Hit the Road: Photographers Travel
Photography and travel have been linked since the invention of the camera. As early as “Excursions Daguerriennes” (1842) photographers have travelled to exotic and distant locations to bring back images that establish the reality of places for armchair adventurers. Today, beautiful photographs of faraway places are standard fare in thousands of postcards, calendars, popular magazines and social media platforms, creating, for all of us, a mental visual archive of places we have never been, and a stereotyped image of every location for the vicarious traveler to dream of and the camera-laden tourist to emulate.
Exhibitions presented at Fotofestiwal Lodz in 2016 address the theme of travel, but they are less concerned with the glossy fantasies of popular culture than they are with the photographer’s experience in new places, the viewer’s response to it and the complex communication between them. What happens when photographers leave their familiar territory for new cultures, places and people? How do they wrap their heads around the foreign and attain some understanding of it and how do they then use photography to communicate that understanding to people whose exposure to pictures of a place is their only knowledge of it? This broadest possible survey of “travel photographs” goes beyond the beautiful cliché and the picture postcard stereotype and expands the genre to include conceptual art, photojournalism and documentary.
Fotofestiwal presents monographical exhibitions and group shows that address our theme. The artists represent eleven countries and three continents and the places they photographed cover the planet. Our principal contemporary survey is “Road Trips”, eight artist’s installations that consider travel in both history and recent practice and combine a variety of techniques and technologies to express the experience of seeing a new place for the first time. “Flâneur: New Urban Narratives” displays the results of three non-Polish photographs commissioned to explore Lodz and present their findings in an innovative outdoor installation. Current events force us to acknowledge that not all travel is pleasant, safe or by choice. “Displaced” features work by five artists and an activist organization that responds to the world refugee crisis with a rich photographic vocabulary that goes well beyond the images in the daily news.

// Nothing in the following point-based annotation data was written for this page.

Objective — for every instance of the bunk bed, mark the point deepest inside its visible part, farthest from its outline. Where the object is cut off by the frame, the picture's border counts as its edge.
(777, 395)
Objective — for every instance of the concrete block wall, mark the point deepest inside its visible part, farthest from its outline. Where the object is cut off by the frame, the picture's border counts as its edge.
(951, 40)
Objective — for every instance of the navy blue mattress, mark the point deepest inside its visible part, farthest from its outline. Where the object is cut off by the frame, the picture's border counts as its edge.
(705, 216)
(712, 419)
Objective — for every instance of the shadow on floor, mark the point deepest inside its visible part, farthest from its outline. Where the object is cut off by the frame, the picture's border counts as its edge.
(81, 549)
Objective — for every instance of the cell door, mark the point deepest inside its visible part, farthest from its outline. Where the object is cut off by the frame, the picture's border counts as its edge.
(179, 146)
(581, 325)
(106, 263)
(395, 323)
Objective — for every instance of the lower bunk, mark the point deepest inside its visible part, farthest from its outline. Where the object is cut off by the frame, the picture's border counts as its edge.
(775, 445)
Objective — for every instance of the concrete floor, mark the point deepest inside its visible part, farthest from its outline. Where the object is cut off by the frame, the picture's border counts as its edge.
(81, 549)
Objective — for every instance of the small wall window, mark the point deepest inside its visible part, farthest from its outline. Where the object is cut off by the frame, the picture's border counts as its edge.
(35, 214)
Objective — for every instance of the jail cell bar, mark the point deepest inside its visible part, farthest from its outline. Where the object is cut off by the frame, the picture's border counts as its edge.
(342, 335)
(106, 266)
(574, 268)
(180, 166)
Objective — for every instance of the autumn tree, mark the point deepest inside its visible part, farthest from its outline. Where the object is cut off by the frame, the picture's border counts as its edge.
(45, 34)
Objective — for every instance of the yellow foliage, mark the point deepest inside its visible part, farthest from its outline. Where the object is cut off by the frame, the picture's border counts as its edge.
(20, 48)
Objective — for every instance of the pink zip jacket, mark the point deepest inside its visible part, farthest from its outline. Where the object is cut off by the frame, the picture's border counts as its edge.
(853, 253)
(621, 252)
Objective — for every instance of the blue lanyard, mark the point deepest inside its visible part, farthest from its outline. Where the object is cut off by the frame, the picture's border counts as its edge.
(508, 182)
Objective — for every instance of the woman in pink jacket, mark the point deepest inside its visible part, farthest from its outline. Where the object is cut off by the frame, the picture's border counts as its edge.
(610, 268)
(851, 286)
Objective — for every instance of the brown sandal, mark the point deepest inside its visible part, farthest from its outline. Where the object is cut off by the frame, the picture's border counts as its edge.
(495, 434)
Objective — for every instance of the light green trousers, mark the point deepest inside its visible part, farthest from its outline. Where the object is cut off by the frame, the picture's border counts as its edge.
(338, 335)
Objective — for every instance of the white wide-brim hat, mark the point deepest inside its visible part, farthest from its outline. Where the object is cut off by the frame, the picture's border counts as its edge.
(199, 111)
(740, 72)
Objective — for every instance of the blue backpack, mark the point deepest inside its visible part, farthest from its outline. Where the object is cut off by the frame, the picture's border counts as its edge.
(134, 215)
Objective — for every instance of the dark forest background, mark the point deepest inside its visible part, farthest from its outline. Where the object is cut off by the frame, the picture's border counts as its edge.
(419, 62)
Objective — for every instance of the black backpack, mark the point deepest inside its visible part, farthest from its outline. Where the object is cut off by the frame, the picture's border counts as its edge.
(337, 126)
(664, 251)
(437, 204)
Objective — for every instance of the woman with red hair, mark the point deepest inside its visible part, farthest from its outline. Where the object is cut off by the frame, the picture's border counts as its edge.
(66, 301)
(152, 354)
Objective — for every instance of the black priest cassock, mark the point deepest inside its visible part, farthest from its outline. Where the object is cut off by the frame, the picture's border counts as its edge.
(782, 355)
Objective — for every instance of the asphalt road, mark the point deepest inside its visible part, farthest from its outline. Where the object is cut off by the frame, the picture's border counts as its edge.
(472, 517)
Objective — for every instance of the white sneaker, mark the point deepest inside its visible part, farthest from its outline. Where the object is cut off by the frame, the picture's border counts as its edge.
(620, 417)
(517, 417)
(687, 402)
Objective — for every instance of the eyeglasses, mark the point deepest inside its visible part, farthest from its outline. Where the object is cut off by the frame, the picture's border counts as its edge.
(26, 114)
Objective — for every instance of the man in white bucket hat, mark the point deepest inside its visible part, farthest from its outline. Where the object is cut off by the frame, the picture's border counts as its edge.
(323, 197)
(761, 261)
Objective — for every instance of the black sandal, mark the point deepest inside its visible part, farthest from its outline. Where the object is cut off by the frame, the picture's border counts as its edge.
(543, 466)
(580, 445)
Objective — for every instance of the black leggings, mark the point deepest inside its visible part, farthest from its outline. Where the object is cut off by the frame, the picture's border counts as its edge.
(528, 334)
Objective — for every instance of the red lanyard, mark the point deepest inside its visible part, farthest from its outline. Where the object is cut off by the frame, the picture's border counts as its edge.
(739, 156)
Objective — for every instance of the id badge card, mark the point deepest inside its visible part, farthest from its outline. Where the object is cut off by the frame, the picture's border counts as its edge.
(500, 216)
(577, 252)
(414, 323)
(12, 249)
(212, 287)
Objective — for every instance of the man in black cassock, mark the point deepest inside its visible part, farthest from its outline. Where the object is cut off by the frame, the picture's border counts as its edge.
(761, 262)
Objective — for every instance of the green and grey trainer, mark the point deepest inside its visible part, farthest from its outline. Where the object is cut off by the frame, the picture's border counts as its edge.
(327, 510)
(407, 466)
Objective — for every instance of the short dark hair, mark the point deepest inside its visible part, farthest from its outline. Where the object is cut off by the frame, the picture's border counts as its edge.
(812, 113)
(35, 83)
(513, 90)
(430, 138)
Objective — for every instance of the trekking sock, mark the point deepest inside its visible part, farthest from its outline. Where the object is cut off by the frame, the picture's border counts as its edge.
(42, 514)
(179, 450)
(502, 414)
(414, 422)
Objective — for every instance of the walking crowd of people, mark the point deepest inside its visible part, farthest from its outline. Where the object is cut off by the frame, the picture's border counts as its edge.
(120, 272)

In two historical offerings, Hit the Road includes “CHIM: David Seymour Citizen of the World” which features the work of the Polish-born photojournalist and founder of Magnum Photos, while “Robert Rauschenberg Travels” focuses on the Rauschenberg Overseas Cultural Interchange, known as ROCI, the great American artist’s ambitious international program of exhibition, art-making and friendship, with an emphasis on his 1989 work in the USSR and the goal of world peace.
In the spirit of Robert Rauschenberg, Fotofestiwal explores the ideas of photography and travel in the belief that international and intercultural understanding is both possible and necessary, and that the immediacy and encyclopedic nature of the photograph is a valuable tool towards that end. The annual international gathering in Lodz is an opportunity for learning, acquaintance and dialogue.